Fakat yine zihindeki bu ilk değişimden sonra Beşinci Gündüz süresince bu değişimlerin tersi yönünde bir süreç geçti. Absürd bir şekilde Amerikan Hükümeti Irak’taki askerlerini arttırma kararı aldı, ve Beşinci Gündüzün hemen başındaki dolar düşüşü o kadarda dramatik olmadı ve aslında tersine döndü. Aslında çoğu insanın içsel bir düzlemde deneyimlediği (Galaktik Altdünya öncelikle içsel değişim ile ilgilidir) değişimlerin görünüşe göre yolunda gitmediğini söylemektedir bunlar. Bu durumda doğal olarak akla gelen bir paralel Gezegensel Altdünyada Beşinci Gündüzün (1913-1932) başlangıcıdır. Bu dönem daha öncede ifade ettiğim gibi hayatın her alanında devasa değişimlerle başlamış bir dönemdir. Bu aynı zamanda bazı dini ve spiritüel gruplarcada Mesih çağının başlangıcı olarak algılanmıştır (teozoficiler, antropozofistler ve Yehova şahitleri) ve büyük barış toplantıları yapılmıştır.

Fakat bildiğimiz üzere Gezegensel Altdünyanın ilk yılından sonra (1914) bu başlangıç Birinci Dünya Savaşının başlaması ile tersine dönmüş ve en azından savaşın sonuna kadar (1918) eski otokratik yönetim mentalitesi devam etmiştir. Yeni dünya demokrasisini, kadın özgürlüğünü.. vs getiren asıl atılım 1920’lerde gelmiştir, yani Gezegensel Altdünyanın Beşinci Gündüzün orta noktasından sonra. Dilerseniz ayın şekilde Ulusal Altdünyanın Beşinci Gündüzünde (40-434) Hristiyanlığın atılımına bakabilirsiniz. Yeni din Hz. İsa’nın öğretileriyle başladığında bu Gündüz henüz başlamak üzereydi, fakat onun kitlesel bir fenomen olması ancak Beşinci Gündüzün ortanoktası civarında gerçekleşmişti. Bu ortanoktadan önce pek çok engelleme ile savaşmak zorunda kalmıştı. Hissediyorum ki bunlar şu anda Galaktik Altdünyanın ilkyarısında olmakta olanlarla paraleldir. Geçtiğimiz Kasım ayında yeni bir mentalitenin tohumu atıldıysa da bu kendi önündeki pek çok direnç ile mücadele etmek zorundadır, hakimiyet zihniyeti gücünü kaybedene kadar.

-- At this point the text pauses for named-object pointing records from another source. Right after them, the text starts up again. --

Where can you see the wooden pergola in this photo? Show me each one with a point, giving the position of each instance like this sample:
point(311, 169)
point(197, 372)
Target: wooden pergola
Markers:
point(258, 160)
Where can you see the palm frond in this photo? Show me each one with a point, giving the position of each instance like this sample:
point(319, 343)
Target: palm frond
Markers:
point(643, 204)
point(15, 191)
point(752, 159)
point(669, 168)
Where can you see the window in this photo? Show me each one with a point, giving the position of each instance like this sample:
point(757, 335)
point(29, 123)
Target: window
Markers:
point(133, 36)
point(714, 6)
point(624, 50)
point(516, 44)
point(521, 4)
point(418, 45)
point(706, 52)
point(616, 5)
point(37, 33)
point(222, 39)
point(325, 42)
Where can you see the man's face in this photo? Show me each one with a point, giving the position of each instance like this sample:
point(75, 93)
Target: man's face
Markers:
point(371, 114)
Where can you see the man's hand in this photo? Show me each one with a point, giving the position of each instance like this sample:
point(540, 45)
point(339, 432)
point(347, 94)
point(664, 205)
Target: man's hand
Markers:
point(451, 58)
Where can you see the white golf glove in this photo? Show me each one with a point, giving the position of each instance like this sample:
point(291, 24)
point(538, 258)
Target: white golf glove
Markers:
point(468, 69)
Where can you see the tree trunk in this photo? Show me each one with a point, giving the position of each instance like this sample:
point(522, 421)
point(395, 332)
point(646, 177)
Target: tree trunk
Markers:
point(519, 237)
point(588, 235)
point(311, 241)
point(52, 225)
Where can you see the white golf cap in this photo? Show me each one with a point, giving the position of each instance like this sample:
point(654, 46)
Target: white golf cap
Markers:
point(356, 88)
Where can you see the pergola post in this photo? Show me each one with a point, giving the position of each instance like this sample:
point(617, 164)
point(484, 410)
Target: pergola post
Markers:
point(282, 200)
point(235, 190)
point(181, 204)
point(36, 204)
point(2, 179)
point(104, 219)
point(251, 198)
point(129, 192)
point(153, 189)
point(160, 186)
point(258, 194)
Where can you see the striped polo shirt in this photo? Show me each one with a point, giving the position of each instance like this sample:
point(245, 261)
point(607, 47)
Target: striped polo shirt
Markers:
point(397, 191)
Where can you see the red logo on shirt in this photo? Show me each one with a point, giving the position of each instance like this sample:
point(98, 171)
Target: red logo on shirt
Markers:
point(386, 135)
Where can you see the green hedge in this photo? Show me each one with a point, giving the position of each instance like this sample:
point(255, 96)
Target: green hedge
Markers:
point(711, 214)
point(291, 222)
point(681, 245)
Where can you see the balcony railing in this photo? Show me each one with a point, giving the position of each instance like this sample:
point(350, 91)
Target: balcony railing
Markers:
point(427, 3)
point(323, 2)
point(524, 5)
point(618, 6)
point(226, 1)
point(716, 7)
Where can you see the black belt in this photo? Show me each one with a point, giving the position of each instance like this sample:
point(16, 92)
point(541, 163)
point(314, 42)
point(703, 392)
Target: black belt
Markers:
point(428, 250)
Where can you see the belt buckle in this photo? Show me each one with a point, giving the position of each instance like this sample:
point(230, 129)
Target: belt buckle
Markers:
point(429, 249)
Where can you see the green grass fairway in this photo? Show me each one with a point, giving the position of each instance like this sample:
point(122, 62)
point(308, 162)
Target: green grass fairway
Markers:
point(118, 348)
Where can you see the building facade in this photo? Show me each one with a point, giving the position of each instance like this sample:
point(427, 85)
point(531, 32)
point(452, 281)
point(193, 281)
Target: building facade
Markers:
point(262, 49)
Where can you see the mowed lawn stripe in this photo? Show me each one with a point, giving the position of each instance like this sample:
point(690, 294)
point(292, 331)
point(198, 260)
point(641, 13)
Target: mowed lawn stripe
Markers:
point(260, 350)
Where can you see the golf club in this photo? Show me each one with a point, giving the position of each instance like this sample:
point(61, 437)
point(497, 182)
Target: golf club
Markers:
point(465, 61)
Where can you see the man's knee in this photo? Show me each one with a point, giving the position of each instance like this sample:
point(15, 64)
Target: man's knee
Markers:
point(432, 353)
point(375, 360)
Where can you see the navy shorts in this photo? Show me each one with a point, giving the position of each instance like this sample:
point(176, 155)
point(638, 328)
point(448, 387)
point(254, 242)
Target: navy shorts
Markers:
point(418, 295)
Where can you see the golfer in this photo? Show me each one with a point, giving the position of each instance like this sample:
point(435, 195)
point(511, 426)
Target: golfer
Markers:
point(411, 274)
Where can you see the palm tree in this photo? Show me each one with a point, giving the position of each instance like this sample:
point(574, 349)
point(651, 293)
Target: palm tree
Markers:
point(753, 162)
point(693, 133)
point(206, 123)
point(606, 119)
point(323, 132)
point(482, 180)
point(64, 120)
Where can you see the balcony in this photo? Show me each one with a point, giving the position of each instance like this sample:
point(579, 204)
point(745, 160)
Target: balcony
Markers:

Beşinci Gündüzün ortanoktası sırasında yapılacak (19-22 Mayıs 2007) küresel barış meditasyonlarının neredeyse kendiliğinden bir şekide gerçekleşmesi bir tesadüf değildir (açıkcası Joseph Giove’in inanılmaz çabaları yüzünden çokta kendiliğinden olmadıklarını söyleyebiliriz). Bir bakıma 22 Mayısın Atılım Kutlamasının tepe noktası olduğunu söyleyebilirsiniz, ama başka bir bakımdan bu atılımın sadece başlangıcıdır. Küresel Dikşa hareketi, TM, dünya Maya takvimi hareketi ve Budapeşte Klubü bu süreçte yapılacak küresel barış meditasyonlarına hazırlanmaktadır. Küresel Bilinç Projesi bunun sonuçlarını ölçecektir. Yapılan planlar arasında Kudüs’ün Eski Şehrinde toplanmak ve dünyanın her dilinde "inançlar arası" barış şarkıları söylemektir.

"Neden bu küresel meditasyonlarına katılmalı?" diye sorabilir birisi. Benim basit cevabım şu olurdu: "Barış ve huzur yaratmanın güzelliği için." Farklı organizasyonların aktivitelerini koordine ederek ortak bir niyet göstermesi ve herşeyi aynı kalıp içine sokmaya çalışmaması barışın ve huzurun güzel bir ifadesidir. Gelecekte gelecek bir barış ve huzur için çalışmak değil, onu şimdiki anda deneyimlemek. Hissediyorum ki, spiritüel ifadenin zenginliği içinde niyet birliği yaratmak için çalışmalıyız. Bu yönde tüm organizasyonların barış niyetini paylaşmasına ve kendi yollarınca katılımda bulunurken sunacakları hizmetleri de özgürce paylaşabilmeleri için çalışmalıyız.

Eğer Beşinci Gündüzün sunduğu, dengeye getiren atılım enejilerinden faydalanmak istiyorsak, orta noktada yapılacak bu kendiliğinden barış meditasyonları için katılımın büyümesini sağlamalıyız. Aynı niyeti taşıyan diğer hareketlerin, organizasyonların ve kişilerin katılımını sağlamalıyız. Küresel organizasyonlardaki kontaklarımıza ulaşıp şu anda dünya barışı için duyulan arzunun bütünsel bir ifadesine olanak tanımalıyız. Atılım Kutlaması başlangıcından beri büyümektedir, özellikle Arthur Collins ve Andi ve Jag’e çok teşekkürler. Fakat bu katılımlar genelde bireysel boyutta oldu. Ortanokta için spiritüel organizasyonları dahil etmek üzerine çalışalım ve onların kendi diledikleri şekilde katılabileceklerini belirtelim. Barışı ve huzur beraberce deneyimleyelim.